Technology that can take students to any corner of the knowledge universe, combined with customized courses of study and learning tools, could make education far more cost effective—and more effective period. 

The data driven world is not without its pitfalls. The tension between national security and privacy is a prime example. Most citizens probably want their government to prevent attacks, terrorist or otherwise, and will sanction the CIA, NSA, FBI, and Pentagon to protect us. The revelations, however, that the NSA intercepted huge troves of Internet and phone data, including that of American citizens, ignited the most serious discussion on the topic in a long time. 

Even citizens who usually support the government’s efforts began to question whether an important line had been crossed. Personal data, from online transactions to digital photos, will only grow, and our adversaries will continue to find sophisticated ways to use data and digital technologies. The nation, therefore, will have to establish (or at least attempt) a new balance, and today, it is not clear where that new line will be drawn. 

Technology will also present us with other challenging questions—say, how to regulate driverless cars, unmanned flying drones, and health related smartphone apps. Are driverless cars and drones more like remote control toy cars and planes? Or are they scary and subversive, if no longer science fiction? Will health apps, which are multiplying by the day, be considered simple, fun consumer items? Or will the FDA regulate them as medical devices? The questions of liability and regulation won’t always be clear or easy. 

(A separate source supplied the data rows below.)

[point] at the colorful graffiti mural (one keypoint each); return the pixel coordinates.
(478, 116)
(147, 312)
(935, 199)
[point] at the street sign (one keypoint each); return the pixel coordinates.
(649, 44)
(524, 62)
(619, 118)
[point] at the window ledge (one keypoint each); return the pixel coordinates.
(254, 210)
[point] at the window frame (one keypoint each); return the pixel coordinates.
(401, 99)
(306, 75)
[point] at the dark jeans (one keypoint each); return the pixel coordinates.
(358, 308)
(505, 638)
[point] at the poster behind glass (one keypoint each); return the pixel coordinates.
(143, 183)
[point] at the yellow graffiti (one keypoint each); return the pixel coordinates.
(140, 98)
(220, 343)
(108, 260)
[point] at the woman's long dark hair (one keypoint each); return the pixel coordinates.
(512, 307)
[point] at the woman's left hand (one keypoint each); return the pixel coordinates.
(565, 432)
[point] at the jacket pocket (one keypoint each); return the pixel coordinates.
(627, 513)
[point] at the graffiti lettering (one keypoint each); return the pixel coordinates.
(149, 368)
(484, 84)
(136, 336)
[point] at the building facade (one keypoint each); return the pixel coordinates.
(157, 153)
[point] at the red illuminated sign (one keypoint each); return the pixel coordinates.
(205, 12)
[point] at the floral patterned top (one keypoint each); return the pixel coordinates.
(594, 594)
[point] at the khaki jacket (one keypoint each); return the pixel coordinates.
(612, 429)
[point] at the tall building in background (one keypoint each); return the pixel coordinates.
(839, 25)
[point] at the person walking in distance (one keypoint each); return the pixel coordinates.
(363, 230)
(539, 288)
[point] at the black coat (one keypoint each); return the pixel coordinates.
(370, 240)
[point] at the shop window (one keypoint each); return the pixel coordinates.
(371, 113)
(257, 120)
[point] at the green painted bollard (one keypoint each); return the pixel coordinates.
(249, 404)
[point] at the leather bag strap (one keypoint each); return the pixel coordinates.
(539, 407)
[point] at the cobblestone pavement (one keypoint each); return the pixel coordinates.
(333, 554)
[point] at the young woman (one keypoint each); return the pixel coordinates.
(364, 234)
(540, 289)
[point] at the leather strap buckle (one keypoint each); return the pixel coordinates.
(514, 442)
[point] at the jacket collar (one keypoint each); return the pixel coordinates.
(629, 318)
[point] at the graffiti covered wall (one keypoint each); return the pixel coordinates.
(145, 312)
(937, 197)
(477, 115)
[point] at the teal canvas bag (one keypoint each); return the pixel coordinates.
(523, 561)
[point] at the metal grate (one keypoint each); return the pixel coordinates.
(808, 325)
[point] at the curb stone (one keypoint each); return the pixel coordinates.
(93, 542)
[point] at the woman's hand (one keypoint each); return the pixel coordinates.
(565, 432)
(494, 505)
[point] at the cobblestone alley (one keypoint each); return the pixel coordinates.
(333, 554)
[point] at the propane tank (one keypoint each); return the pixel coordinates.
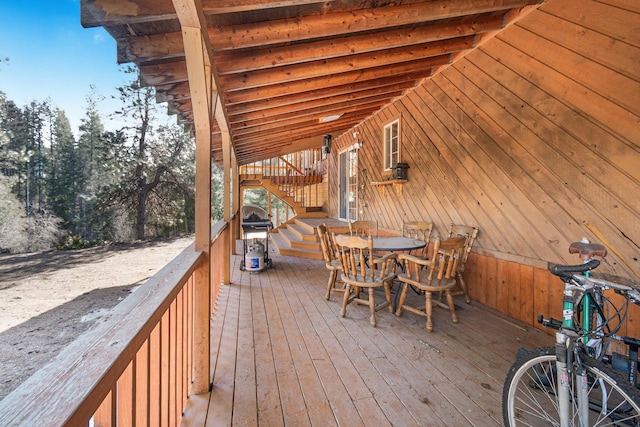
(254, 258)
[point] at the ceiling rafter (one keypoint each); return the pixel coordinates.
(281, 65)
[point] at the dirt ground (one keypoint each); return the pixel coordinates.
(47, 299)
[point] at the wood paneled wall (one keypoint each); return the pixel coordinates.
(534, 138)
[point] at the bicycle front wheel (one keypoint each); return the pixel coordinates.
(529, 397)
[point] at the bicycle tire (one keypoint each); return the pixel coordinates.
(529, 393)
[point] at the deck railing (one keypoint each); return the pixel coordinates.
(134, 368)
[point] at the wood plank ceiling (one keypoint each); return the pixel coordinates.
(282, 66)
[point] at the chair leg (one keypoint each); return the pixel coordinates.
(345, 299)
(428, 306)
(464, 287)
(332, 282)
(454, 317)
(403, 297)
(387, 294)
(372, 308)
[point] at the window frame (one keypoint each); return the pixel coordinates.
(387, 138)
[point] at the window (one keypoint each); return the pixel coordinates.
(391, 144)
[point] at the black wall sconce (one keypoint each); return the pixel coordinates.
(401, 170)
(326, 144)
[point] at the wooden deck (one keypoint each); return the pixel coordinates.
(282, 355)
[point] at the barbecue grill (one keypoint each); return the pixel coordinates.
(256, 227)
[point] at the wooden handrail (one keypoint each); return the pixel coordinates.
(136, 364)
(296, 174)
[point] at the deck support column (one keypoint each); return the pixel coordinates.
(204, 100)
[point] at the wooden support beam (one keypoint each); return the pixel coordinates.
(229, 37)
(201, 88)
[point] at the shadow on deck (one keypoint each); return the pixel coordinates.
(282, 355)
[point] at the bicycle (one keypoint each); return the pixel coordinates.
(576, 383)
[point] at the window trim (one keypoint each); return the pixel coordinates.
(387, 161)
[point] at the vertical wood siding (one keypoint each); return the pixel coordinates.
(534, 138)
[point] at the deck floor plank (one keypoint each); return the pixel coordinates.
(282, 355)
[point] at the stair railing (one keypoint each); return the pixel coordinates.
(297, 175)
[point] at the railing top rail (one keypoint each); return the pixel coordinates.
(87, 368)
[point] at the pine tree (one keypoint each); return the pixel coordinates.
(155, 182)
(66, 178)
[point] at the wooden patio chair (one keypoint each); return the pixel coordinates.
(331, 258)
(470, 233)
(418, 230)
(363, 228)
(357, 275)
(439, 275)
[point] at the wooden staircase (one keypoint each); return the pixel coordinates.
(279, 189)
(299, 237)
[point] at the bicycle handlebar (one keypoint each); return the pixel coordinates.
(564, 270)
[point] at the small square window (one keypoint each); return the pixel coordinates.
(391, 144)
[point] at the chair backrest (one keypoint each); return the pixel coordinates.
(470, 233)
(418, 230)
(329, 248)
(354, 252)
(447, 256)
(363, 228)
(441, 267)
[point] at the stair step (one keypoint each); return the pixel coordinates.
(303, 231)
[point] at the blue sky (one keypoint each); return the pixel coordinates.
(52, 56)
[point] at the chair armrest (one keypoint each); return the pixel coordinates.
(385, 258)
(415, 259)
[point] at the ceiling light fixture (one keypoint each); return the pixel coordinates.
(330, 118)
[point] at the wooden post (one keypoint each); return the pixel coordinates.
(199, 71)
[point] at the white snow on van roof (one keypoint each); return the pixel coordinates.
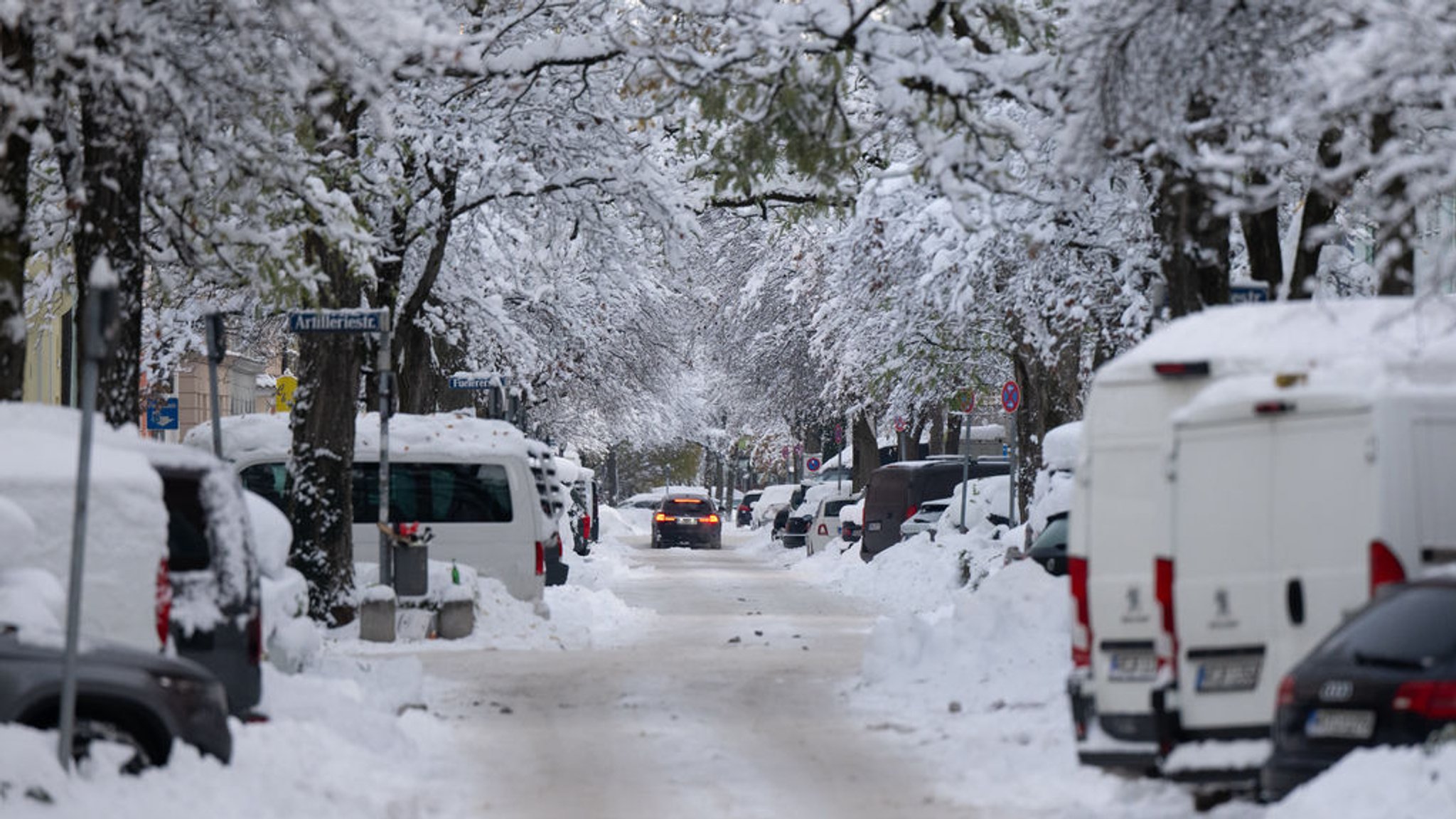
(453, 434)
(1296, 334)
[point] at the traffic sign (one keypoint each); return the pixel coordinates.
(164, 414)
(1011, 397)
(338, 321)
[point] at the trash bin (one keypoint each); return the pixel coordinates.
(411, 570)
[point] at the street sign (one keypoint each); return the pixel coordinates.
(164, 414)
(1011, 397)
(475, 382)
(337, 321)
(964, 401)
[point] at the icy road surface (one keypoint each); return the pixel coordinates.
(732, 707)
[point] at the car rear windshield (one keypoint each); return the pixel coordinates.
(687, 508)
(1401, 630)
(187, 523)
(424, 493)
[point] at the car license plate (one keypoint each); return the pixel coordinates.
(1229, 674)
(1140, 666)
(1340, 723)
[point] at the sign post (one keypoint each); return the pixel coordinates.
(1011, 401)
(366, 321)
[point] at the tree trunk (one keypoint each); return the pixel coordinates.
(1261, 238)
(1396, 233)
(114, 151)
(321, 481)
(1320, 210)
(867, 451)
(18, 60)
(1194, 242)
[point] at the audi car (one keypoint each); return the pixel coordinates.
(687, 520)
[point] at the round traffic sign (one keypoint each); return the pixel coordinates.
(1011, 397)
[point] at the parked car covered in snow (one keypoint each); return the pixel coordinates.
(169, 547)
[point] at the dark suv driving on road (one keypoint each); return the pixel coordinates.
(686, 520)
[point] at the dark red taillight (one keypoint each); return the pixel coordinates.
(1385, 567)
(1181, 369)
(255, 637)
(1081, 609)
(1286, 691)
(164, 602)
(1164, 594)
(1432, 698)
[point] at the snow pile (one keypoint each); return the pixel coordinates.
(1379, 783)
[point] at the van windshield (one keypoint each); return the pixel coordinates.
(424, 493)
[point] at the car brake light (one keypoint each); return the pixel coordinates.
(1385, 567)
(1181, 369)
(1273, 407)
(255, 637)
(164, 602)
(1432, 698)
(1286, 691)
(1082, 626)
(1164, 594)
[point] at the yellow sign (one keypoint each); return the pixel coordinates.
(286, 387)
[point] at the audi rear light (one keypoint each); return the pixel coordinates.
(1385, 567)
(1430, 698)
(164, 602)
(1082, 624)
(1164, 594)
(1286, 691)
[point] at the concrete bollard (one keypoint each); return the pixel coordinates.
(456, 619)
(378, 616)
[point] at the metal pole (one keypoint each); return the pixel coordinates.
(216, 350)
(94, 353)
(386, 378)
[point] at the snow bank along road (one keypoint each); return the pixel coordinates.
(730, 707)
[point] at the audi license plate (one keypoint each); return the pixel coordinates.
(1132, 666)
(1229, 674)
(1340, 723)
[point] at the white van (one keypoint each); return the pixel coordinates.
(1293, 499)
(481, 487)
(1120, 515)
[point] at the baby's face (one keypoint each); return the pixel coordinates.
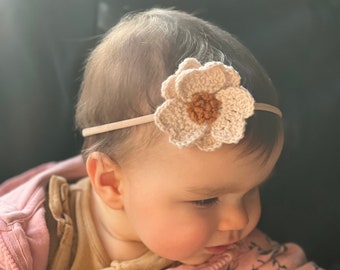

Another potential pitfall is the basic tension between technology and government. At its best, technology allows us to do more with less. Technology that puts many of the most important functions of government into software is good for citizens but may not be good for government employment. The widespread adoption of effective technology for public purposes may, therefore, meet fierce resistance. 

On the other hand, the fastest growing component of Apple’s workforce is its retail store “geniuses,” or clerks. A government workforce that effectively deploys IT could earn the resources to sustain itself. The known incentives and information-deficits of government, however, don’t point in that direction. 

We should focus on four areas of policy to ensure America’s success as a “Data Nation.” 

1. Support policies that encourage investment in broadband networks, technology education, and data entrepreneurship.

2. Make prudent use of simple technologies to deliver existing government services in a far more efficient and user-friendly manner.

3. Help jolt healthcare and education to higher levels of productivity by enacting policies that make it economically rational for firms in these stagnant sectors to make better use of IT and Big Data.

4. Be open to new data-driven industries, encouraging experimentation and innovation—for example, the combination of driverless cars and smart traffic management.

The United States today leads the world in data-driven innovation—we have the most sophisticated broadband infrastructure (both wired and wireless), cloud companies, and Big Data start-ups. Yet, substantial portions of our economy—government, health, and education—don’t yet measure up to these high standards. With the right incentives and flexible policies, data-driven innovation could infiltrate these underperforming sectors and make us smarter, healthier, and wealthier.